Decode XML/HTML entities from iso-8859-1 charset in NodeJS

I'm receiving polish text from a SOAP action that has the polish diacritics encoded as XML entities, but as far as I can tell, they are not encoded in UTF-8 but ISO-8859-1 and I'm struggling to decode them properly in NodeJS.

Example text: Borek FaÅÄcki

Expected decoding result: Borek Fałęcki

Current result: Borek FaÅ‚Ä™cki

While I achieved the correct result in PHP using following code:

echo html_entity_decode('Borek Fa&#197;&#130;&#196;&#153;cki', ENT_QUOTES | ENT_SUBSTITUTE | ENT_XML1, 'ISO-8859-1');

I'm having no luck in doing the same in NodeJS. There aren't many complete packages to help with decoding html/xml entities, I have used both entites and html-entities but they provide the same results, and none of them seem to have any charset settings.

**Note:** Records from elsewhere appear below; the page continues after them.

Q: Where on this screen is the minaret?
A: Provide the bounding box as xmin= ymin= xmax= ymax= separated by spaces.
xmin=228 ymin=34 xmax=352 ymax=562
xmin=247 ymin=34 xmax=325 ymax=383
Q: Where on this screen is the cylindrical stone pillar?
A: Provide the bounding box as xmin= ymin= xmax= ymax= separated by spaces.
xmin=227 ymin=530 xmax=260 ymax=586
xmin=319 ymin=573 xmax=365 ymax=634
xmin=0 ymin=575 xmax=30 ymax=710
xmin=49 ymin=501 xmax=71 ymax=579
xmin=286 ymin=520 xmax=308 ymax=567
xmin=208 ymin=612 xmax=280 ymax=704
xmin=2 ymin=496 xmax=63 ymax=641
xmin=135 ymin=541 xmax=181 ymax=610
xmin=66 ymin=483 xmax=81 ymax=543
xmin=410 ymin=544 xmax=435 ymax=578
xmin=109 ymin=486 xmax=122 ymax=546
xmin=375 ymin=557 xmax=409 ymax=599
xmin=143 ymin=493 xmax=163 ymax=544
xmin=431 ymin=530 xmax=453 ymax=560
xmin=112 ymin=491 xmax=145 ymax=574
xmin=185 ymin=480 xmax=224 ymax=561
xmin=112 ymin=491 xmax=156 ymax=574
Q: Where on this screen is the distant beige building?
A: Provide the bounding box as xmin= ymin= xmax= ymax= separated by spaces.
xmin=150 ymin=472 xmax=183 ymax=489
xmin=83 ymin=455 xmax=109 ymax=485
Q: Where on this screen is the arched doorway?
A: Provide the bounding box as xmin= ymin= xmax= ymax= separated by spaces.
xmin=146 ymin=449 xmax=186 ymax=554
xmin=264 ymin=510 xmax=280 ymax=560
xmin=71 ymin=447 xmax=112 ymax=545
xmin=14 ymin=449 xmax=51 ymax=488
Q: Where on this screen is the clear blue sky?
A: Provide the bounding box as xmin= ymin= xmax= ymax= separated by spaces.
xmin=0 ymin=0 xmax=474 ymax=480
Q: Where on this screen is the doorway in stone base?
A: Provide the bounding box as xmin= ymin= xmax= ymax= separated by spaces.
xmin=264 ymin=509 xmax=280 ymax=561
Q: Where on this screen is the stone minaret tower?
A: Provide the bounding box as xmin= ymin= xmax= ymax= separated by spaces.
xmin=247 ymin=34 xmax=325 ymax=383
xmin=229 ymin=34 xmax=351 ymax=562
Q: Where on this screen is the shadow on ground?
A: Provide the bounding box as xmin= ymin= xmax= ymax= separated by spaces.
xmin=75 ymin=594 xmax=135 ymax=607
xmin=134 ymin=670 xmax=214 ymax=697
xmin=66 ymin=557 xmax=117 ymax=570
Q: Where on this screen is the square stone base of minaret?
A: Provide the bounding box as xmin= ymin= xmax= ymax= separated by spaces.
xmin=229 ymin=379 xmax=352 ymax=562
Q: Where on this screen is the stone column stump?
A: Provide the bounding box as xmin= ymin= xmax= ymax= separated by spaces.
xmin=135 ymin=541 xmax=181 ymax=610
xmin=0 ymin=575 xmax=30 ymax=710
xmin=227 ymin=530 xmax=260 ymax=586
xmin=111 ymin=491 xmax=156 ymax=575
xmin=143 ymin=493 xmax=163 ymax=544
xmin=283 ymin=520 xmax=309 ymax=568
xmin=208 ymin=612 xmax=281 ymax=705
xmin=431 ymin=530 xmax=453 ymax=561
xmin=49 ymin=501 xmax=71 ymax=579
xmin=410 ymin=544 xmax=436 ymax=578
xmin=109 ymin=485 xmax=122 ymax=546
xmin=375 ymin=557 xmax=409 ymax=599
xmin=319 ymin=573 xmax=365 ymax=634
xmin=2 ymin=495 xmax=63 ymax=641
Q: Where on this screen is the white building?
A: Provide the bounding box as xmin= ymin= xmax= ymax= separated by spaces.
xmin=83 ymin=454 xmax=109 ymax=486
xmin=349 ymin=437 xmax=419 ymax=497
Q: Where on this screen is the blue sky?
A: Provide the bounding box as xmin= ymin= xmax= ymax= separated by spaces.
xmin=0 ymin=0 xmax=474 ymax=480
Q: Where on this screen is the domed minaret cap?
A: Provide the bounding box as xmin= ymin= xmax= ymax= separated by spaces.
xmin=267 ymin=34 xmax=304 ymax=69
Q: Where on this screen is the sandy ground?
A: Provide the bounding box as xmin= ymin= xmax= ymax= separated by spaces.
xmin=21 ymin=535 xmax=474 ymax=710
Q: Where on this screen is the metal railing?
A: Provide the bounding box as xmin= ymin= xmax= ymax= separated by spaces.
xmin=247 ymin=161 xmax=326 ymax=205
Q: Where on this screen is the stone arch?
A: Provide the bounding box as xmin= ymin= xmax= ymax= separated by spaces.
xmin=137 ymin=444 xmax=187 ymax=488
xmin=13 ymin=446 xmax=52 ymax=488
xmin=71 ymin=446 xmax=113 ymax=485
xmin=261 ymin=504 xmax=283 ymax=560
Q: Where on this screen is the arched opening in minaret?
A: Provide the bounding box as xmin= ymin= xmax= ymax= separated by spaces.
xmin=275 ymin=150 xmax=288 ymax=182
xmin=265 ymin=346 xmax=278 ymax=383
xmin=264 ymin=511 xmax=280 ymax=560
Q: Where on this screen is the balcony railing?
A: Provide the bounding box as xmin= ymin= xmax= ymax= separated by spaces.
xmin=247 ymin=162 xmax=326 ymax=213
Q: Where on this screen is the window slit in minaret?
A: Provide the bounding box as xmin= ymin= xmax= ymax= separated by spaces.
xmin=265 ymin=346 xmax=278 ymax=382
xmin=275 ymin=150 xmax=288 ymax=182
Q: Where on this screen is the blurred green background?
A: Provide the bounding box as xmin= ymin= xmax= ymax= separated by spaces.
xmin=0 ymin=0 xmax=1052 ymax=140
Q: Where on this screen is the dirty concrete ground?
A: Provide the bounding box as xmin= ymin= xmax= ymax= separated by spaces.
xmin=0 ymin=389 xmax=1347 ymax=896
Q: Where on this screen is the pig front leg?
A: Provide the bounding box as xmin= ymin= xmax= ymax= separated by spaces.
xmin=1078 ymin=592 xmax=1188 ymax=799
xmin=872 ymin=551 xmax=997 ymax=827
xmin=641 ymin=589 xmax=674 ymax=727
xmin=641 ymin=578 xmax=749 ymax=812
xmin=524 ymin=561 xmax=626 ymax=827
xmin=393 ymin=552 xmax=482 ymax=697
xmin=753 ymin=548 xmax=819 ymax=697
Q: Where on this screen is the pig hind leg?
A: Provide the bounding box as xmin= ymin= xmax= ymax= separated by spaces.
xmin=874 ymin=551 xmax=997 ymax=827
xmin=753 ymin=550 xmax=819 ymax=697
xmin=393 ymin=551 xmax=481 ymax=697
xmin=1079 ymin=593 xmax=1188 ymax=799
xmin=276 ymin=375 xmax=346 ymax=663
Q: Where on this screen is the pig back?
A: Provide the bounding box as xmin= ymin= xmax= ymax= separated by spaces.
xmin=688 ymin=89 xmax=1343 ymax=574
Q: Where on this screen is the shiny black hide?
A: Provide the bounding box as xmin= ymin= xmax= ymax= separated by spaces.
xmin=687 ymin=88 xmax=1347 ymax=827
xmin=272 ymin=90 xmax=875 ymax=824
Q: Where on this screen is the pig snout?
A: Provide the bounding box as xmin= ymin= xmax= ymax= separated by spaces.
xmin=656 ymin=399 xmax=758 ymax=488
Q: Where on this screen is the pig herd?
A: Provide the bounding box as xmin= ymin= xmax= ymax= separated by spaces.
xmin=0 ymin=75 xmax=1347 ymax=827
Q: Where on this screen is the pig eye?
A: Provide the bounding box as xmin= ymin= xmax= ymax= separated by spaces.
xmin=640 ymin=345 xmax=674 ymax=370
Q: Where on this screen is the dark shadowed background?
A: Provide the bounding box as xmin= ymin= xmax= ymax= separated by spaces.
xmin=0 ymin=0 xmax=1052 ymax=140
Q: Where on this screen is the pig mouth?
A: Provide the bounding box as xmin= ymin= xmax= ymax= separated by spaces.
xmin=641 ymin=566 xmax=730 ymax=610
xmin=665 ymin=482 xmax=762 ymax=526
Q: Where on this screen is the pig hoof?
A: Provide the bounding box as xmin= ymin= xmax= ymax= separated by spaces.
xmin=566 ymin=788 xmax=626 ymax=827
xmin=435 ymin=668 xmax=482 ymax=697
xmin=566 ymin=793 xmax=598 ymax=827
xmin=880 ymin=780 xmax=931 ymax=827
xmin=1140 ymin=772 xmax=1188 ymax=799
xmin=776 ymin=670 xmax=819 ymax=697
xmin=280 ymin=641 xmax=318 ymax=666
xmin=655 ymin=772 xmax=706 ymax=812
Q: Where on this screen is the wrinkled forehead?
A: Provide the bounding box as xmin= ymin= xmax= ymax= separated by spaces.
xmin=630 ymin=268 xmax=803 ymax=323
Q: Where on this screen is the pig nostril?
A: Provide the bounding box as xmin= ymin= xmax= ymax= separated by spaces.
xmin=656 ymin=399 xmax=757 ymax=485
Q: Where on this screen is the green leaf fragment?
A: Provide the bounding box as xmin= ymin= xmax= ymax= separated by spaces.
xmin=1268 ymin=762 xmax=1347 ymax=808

const { decode, encode } = require('html-entities');
const entities = require('entities');

const txt = 'Borek Fa&#197;&#130;&#196;&#153;cki';
console.log('html-entities decode', decode(txt));
console.log('utf8-encoding', encode('Borek Fałęcki', {
    mode: 'nonAsciiPrintable',
    numeric: 'decimal',
    level: 'xml',
}));
console.log('entities decode', entities.decodeXML(txt));

Output:

html-entities decode Borek FaÅ‚Ä™cki
utf8-encoding Borek Fa&#322;&#281;cki
entities decode Borek FaÅ‚Ä™cki

As we can see, when encoded with UTF-8 there are single entities for each character:

&#322; = ł
&#281; = ę

With ISO-8859-1, there are 2 entities per character. I have no more ideas how to achieve the same decoding result as in PHP. If there were no entities, I could just convert the encoding to UTF-8 but with entities I have no idea how to do it properly. I cannot get the other side to send me UTF-8, since this is a closed old protocol that I have no control of.

Solution

The correct XML encoding of Borek Fałęcki is Borek Fałęcki. The SOAP action XML that you receive is wrongly encoded.

However, the following expression converts it as needed:

Buffer.concat(
  "Borek Fa&#197;&#130;&#196;&#153;cki"
  .match(/[^&]+|&#\d+;/g)
  .map(c => c[0] === "&"
    ? Buffer.of(Number(c.substring(2, c.length - 1)))
    : Buffer.from(c))
).toString()